Claude DEBUSSY (1862-1918)
Cello Sonata in D minor (1915) [11:58]
Violin Sonata in G minor (1916-17) [12:51]
Première rhapsodie for Clarinet (1909-10) [7:29]
Syrinx (1913) [2:19]
Suite bergamasque (1890-1905) [17:44]
Préludes, Book II: La Terrasse des audiences du clair de lune (1912-13) [4:26]
André Lévy (cello) and Geneviève Joy (piano)
Marie-Claude Theuveny (violin) and Franck Theuveny (piano)
Jacques Lancelot (clarinet) and Robert Veyron-Lacroix (piano)
Jean-Pierre Rampal (flute)
Marie-Thérèse Fourneau (piano)
rec. 1953-57, Paris
This all-Debussy disc has been forged from Ducretet-Thomson, Pacific and Bam LPs of the 1953-57 period. They have been well chosen, too, given that the string sonatas are in less well-known performances. Elsewhere there is the young Jean-Pierre Rampal and his clarinettist colleague Jacques Lancelot, and two outstanding pianists in Marie-Thérèse Fourneau and Robert Veyron-Lacroix.
This all adds up to something of a feast for lovers of the more obscure gems from the French chamber music LP catalogue. If you are not put off, and you shouldn’t be, by recordings that are now sixty years old, then investigation will be a worthwhile experience.
You’ll encounter André Lévy and Geneviève Joy in the Cello Sonata. I’ve written about both musicians before, and Lévy in particular is the quintessential chamber player. He had played in Lucien Capet’s trio in the 1920s, a distinguished position indeed, and had enjoyed an important place in French musical life ever since. By the time of this recording he had joined the Trio de France, with violinist Jeanne Gautier and Geneviève Joy numbering the other two members.
Lévy was nearly sixty when he recorded the Sonata in 1953. His tone had always been on the small side, which is not problematic, but it had taken on a slight nasality over the years, and this is audible in the recording. He wasn’t at all a flashy player: on the contrary he was inclined to be reserved, ruminative and somewhat patrician in his playing. There is breadth of phrasing, but not necessarily overt excitement in this performance. In that respect he is no match for the incisive Maurice Maréchal, whose classic 1930 recording set a tough benchmark to follow. Nevertheless Lévy makes the pizzicati in the second movement sound like a banjo rather than the proto-Charles Mingus malarkey that some contemporary cellists inflict on this episode, but Lévy, in truth, doesn’t seem at his best in this movement, and sounds happier in the finale.
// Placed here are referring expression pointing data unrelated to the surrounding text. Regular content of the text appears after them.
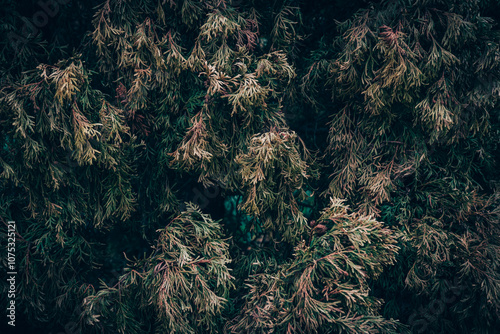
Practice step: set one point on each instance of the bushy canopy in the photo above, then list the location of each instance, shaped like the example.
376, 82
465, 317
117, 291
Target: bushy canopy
227, 166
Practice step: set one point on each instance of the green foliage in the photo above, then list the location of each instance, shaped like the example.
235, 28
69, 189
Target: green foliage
342, 158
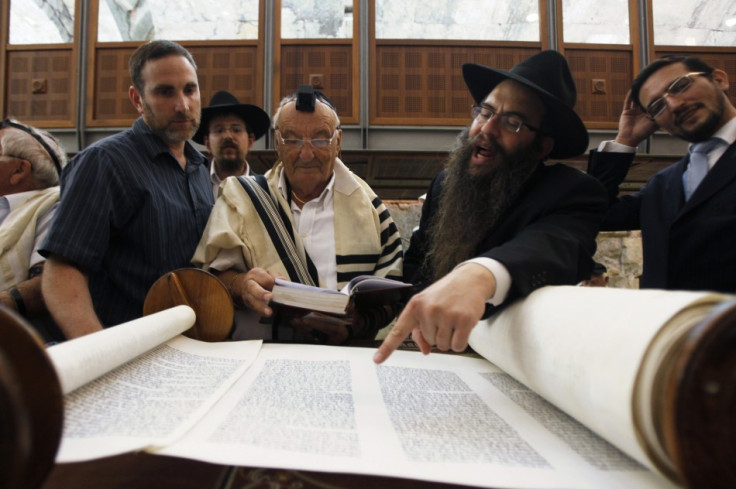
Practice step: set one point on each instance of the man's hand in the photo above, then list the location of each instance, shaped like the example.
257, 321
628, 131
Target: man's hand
443, 314
634, 125
251, 289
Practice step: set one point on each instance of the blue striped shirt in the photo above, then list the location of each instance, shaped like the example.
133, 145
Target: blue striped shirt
129, 214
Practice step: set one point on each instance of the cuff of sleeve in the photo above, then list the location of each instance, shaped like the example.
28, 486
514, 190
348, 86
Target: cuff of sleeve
503, 278
614, 147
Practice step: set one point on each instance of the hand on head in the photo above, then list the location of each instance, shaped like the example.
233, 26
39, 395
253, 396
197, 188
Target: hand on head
634, 124
444, 314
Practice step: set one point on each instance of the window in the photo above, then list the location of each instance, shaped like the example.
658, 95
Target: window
153, 19
694, 23
40, 22
494, 20
596, 22
317, 19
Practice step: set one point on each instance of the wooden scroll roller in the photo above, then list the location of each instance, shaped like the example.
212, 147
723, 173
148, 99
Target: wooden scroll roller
698, 403
201, 291
31, 406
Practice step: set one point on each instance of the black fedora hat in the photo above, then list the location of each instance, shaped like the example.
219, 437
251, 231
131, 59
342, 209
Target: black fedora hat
225, 102
548, 75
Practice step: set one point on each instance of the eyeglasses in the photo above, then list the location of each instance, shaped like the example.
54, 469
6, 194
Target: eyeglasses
509, 122
15, 125
680, 85
235, 130
294, 143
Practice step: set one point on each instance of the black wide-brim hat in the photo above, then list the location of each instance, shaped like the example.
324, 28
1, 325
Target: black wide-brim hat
224, 102
548, 75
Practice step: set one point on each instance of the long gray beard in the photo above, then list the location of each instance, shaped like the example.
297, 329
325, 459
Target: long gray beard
471, 206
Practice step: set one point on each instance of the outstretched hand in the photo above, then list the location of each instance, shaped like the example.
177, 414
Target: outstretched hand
253, 288
444, 314
634, 124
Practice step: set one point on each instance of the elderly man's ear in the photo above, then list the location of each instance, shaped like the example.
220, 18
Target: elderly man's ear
22, 173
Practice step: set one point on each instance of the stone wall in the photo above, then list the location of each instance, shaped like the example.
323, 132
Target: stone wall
619, 251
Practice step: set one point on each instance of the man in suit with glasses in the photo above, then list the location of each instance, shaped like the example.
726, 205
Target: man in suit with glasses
686, 212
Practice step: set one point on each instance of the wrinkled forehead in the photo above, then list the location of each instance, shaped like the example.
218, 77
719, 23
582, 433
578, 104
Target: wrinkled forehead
511, 96
656, 85
307, 123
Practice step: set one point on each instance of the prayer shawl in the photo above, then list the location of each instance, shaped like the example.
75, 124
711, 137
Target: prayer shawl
367, 241
18, 235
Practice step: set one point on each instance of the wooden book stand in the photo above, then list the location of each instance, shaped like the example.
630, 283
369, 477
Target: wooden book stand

Geneviève Joy accompanies adeptly, and she often accompanied the next soloist, Marie-Claude Theuveny, though not here, where the violinist is accompanied by her own brother, the musical orthodontist Franck Theuveny. This is another 1953 recording. The violinist has a facile technique but is a touch prone to slithery phrasing and to slightly over-elastic rubati. The tone itself is quite thin. The duo makes a good impression nonetheless.
Rampal unveils Syrinx, presumably his first recording of it, and Lancelot, joined by Veyron-Lacroix play the Rhapsodie for Clarinet No.1 with considerable distinction - the clarinettist’s lower register is cornet-like in richness. Finally there is the delightful Suite bergamasque played by the sensitive Marie-Thérèse Fourneau at modest tempi.
This is an interesting collection, then. Much of it has been forgotten in the intervening years, which makes its reinstatement here so valuable.
Jonathan Woolf 

Much of this interesting collection has been forgotten in the intervening years, which makes its reinstatement here so valuable.